Pemilu 2019 tinggal beberapa hari lagi, kurang dari 100 hari. Akan tetapi, partisipasi masyarakat masih terfokus pada isu pasangan calon presiden dan wakil presiden. Secara umum, perdebatan media, khususnya nitizen masih seputar Joko Widodo dan Prabowo Subianto. Warganet kehilangan fokus pada peserta pemilu lain yaitu partai politik dan calon anggota Dewan Perwakilan Daerah.
Hipotesis sementara menyatakan bahwa pemilu serentak dengan istilah pemilu gerombolan atau pemilu lima kotak telah tertutup oleh pilpres. Sehingga, pemilu serentak telah hilang dan digantikan oleh isu pilpres 2019.
Pembacaan ini menandakan pemerintah dan DPR tidak mampu memaksimalkan sosialisasi Undang-Undang Nomor 7 Tahun 2017 Tentang Pemilihan Umum. Beban pendidikan politik dan pemilih pun jatuh ke tangan penyelenggara pemilu. Parahnya, baik Komisi Pemilihan Umum maupun Badan Pengawas Pemilu tidak mampu menerima umpan bola pendidikan pemilih.

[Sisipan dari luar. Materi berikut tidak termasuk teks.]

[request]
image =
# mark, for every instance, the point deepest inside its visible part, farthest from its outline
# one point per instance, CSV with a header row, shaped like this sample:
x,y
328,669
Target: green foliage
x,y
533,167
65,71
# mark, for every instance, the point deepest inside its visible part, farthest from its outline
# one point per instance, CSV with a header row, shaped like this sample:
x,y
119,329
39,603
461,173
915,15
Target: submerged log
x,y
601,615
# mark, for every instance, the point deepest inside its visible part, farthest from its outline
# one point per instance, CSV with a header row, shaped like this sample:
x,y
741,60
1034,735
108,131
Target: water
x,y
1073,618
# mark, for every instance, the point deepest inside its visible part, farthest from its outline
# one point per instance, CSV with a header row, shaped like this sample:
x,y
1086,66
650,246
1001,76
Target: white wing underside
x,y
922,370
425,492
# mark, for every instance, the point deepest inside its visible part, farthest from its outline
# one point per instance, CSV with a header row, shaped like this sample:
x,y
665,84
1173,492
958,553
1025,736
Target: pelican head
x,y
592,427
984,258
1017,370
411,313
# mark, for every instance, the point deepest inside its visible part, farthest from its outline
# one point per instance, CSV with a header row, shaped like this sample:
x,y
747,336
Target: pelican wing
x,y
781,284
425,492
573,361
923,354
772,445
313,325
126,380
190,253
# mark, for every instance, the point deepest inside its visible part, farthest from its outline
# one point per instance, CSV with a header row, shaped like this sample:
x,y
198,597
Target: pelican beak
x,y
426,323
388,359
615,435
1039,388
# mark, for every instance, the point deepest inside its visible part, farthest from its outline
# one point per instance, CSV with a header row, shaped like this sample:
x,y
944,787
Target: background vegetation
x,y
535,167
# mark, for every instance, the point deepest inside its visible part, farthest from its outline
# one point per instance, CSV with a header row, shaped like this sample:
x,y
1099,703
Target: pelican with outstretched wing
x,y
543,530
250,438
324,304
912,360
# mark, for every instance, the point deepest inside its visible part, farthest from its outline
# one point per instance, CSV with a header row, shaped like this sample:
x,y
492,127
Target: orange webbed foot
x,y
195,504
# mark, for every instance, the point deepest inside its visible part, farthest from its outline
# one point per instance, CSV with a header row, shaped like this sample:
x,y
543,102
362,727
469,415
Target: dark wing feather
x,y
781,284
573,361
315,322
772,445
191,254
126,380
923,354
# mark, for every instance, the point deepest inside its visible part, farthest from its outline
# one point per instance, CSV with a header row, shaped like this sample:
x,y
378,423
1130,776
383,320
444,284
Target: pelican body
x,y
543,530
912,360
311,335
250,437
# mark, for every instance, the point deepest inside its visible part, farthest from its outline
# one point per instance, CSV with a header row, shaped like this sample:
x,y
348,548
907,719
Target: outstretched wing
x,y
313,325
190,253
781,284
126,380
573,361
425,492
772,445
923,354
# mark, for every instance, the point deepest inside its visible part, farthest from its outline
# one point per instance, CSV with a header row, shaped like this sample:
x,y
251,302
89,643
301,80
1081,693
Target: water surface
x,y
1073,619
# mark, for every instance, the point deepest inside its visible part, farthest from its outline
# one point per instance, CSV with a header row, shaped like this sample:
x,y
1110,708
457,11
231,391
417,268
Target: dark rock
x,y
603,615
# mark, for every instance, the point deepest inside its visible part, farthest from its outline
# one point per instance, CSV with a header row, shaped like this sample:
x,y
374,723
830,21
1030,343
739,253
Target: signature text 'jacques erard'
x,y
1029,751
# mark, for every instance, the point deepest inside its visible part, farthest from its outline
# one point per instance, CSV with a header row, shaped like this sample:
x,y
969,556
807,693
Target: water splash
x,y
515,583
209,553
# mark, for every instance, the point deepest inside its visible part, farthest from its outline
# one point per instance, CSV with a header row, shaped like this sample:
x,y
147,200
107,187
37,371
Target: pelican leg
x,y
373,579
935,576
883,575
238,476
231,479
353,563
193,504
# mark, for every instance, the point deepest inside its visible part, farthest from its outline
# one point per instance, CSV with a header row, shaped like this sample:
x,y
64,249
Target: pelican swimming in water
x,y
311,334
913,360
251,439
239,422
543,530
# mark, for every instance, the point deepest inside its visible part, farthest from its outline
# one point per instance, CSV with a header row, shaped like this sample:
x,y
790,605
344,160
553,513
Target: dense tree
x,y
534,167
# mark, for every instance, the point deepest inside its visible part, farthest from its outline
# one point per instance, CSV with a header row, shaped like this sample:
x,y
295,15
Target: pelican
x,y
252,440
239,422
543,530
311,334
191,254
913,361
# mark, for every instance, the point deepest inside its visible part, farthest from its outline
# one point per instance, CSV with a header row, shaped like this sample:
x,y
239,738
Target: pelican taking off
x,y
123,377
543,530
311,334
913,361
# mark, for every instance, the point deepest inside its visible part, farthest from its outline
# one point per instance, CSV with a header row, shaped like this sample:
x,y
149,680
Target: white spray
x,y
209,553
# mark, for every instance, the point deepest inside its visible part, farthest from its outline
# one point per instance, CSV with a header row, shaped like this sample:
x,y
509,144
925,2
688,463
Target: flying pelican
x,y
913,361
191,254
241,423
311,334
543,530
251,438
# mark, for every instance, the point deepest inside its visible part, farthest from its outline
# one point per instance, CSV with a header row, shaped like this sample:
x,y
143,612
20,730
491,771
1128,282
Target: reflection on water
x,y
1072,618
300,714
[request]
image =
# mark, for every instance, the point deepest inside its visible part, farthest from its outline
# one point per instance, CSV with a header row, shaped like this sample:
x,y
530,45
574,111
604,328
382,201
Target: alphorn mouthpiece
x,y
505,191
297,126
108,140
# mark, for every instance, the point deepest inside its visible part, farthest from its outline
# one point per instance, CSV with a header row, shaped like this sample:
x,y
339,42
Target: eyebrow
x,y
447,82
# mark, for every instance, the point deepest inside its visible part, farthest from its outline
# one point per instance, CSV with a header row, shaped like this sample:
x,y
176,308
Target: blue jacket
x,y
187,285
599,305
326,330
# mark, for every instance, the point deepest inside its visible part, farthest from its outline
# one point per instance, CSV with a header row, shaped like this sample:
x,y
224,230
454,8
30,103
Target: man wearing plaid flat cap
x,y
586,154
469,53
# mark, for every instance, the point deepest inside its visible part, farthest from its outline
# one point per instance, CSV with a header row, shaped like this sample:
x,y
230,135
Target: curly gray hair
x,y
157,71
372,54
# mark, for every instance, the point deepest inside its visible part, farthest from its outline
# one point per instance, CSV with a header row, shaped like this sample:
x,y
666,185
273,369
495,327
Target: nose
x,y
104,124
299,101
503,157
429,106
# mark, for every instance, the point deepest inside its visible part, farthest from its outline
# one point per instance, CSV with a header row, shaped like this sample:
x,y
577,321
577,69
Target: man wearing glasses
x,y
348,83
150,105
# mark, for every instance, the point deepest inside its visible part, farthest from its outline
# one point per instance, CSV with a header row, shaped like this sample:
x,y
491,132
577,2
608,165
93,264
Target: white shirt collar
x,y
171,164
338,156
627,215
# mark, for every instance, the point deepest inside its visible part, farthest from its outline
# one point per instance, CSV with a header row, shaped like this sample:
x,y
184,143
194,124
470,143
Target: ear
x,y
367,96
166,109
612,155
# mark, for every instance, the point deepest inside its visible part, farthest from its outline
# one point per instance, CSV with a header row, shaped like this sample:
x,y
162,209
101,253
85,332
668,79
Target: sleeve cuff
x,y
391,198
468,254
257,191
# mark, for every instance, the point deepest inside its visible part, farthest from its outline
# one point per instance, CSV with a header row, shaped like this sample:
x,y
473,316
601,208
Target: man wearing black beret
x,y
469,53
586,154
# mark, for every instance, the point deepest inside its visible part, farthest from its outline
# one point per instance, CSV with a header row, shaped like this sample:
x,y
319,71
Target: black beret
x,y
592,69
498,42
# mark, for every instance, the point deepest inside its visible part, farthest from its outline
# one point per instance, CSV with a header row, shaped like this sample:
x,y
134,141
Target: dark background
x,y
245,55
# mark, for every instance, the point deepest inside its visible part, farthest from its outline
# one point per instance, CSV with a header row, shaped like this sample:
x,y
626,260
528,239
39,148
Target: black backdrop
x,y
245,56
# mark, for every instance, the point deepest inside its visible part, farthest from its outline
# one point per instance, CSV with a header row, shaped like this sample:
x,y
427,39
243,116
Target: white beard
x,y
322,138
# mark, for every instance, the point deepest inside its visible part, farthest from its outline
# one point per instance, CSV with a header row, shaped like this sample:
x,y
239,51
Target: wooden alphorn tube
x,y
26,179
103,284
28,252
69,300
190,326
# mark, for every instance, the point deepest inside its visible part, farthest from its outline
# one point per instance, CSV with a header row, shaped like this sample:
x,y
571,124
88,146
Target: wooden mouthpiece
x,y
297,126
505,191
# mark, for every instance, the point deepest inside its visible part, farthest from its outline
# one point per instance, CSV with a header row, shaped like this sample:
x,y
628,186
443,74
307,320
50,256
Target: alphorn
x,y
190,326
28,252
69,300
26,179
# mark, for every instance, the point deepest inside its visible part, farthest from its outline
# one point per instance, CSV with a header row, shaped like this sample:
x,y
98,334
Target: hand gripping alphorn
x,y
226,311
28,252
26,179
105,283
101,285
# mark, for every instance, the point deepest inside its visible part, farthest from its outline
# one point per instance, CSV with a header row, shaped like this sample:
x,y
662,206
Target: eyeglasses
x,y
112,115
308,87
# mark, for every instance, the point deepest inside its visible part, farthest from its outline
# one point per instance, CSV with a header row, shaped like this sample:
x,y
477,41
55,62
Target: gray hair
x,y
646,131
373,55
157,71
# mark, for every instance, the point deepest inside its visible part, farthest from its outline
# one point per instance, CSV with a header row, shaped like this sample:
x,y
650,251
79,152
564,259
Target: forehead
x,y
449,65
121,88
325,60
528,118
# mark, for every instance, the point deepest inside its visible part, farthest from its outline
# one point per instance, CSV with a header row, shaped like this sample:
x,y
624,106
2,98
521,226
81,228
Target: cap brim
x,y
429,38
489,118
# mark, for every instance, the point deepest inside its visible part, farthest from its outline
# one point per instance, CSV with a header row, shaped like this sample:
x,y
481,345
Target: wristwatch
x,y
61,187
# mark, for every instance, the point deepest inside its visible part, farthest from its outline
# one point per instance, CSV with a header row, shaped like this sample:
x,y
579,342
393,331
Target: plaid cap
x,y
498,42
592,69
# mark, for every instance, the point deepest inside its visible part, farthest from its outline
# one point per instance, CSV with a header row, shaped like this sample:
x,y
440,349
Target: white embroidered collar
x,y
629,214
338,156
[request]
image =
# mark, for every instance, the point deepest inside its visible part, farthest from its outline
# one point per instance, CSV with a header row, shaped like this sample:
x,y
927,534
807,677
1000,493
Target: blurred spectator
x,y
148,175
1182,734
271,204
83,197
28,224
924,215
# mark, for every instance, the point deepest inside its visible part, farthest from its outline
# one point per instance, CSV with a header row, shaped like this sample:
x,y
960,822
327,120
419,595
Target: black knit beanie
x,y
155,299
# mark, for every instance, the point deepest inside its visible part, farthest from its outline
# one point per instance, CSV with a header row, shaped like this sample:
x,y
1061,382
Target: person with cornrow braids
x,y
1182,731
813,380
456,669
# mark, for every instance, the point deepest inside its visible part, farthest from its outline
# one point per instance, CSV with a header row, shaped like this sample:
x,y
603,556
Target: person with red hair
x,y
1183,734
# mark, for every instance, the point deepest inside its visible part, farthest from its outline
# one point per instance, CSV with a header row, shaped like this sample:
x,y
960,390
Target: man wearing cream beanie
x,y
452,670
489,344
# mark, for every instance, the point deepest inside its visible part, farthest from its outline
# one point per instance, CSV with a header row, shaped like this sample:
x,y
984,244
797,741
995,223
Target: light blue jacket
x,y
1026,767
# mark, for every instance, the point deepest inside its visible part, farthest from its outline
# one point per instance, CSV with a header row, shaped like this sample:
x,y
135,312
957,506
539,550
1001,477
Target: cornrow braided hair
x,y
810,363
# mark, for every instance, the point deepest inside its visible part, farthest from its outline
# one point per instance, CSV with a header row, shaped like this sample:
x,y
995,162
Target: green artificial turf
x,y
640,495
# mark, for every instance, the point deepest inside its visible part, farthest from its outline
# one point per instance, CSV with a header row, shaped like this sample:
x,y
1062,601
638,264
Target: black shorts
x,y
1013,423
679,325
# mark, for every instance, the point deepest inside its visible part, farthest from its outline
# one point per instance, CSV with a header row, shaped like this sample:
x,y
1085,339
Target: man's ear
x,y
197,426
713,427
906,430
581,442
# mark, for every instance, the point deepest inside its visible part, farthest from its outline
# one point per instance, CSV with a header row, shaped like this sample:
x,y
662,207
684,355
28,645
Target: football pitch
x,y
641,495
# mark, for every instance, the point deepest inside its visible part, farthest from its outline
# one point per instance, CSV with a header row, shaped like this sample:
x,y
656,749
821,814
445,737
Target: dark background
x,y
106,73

Bila kita memperhatikan ketentuan pemilu partisipatif. Subtansinya bukan hanya partisipasi pemilu dalam bentuk pemberian suara. Kalaupun itu menjadi tolak ukur. Data pemilu yang diolah Harun Husein memperlihatkan bahwa pemilih dengan surat suara rusak cukup tinggi. Angka golongan putih atau golput pun dari pemilu ke pemilu selalu bermbah.
Data empat pemilu tersebut dapat di baca melalui gambar di bawah ini:
Dengan demikian, teori partisipasi politik yang diungkapkan oleh pemikir pemilu memang sulit dilaksanakan. Misalnya bahwa pemilu demokratis itu bisa dikonfirmasi dengan keaktifan pemilih. Apakah aktif sebagai aktor politik, penyelenggara, tim sukses/pemenangan atau pemantau pemilu. Konfirmasi itu bisa kita cek dengan membaca karya Samuel P. Huntington, Ramlan Surbakti atau pemikir lain dengan munculnya regulasi pemilu yang di cek melalui aktifitas penyelenggara dan peserta pemilu dan di evaluasi setelah pemilu.
Misalnya, berapa kali penyelenggara dan peserta pemilu ditambah kegiatan Kemendagri dan Komisi II DPR yang menjalankan amanah sosialisasi UU Pemilu? Jawabannya berhubungan erat dengan munculnya isu dominasi pilpres dan hilangnya informasi parpol dan anggota DPD. Belum lagi kiacuan di media sosial adalah pembanding terpenting untuk menjelaskan pendidikan pemilu masih kurang dan tidak efektif.
Pembuktian awal bisa kita lihat dari hasil data penelitian SPD dengan Kemendagri berikut ini:
Akibat dari tidak membuminya pemilu antara lain menurunnya tingkat kepercayaan publik kepada lembaga penyelenggara pemilu. Salah satunya adalah hasil temuan penelitian Sindikasi Pemilu dan Demokrasi dengan Founding Fathers House. Menurut temuan dua lembaga tersebut, mahasiswa di enam provinsi kurang percaya pada KPU, Bawaslu dan DKP. Persentase kepercayaan itu bisa dilihat dari gambar berikut:
Sepanjang penyelenggaraan pemilu, peran aktif penyelenggara dan peserta pemilu kurang menyentuh subtansi pemilu. Bagaimana pemilu menjadi pesta demokrasi prosedural bagi seluruh warga negara. Dengan demikian, bila pemilih menggunakan hak pilih atau partisipasi pemilih mencapai target. Itu semua hanya sebatas pemilu untuk peserta, penyelengara dan jumlah pemilih.
Oleh sebab itu, pemilu yang kurang dari 100 hari ini harus dibenahi secara bersama. Salah satunya adalah penguatan partisipasi relawan demokrasi dan kader pengawas partisipatif. Dari sisi partai politik peserta pemilu, kader-kadernya wajib menjadi pengeras suara yang memasuki kampung-kampung dan aktifitas pemuda demi melakukan pendidikan politik.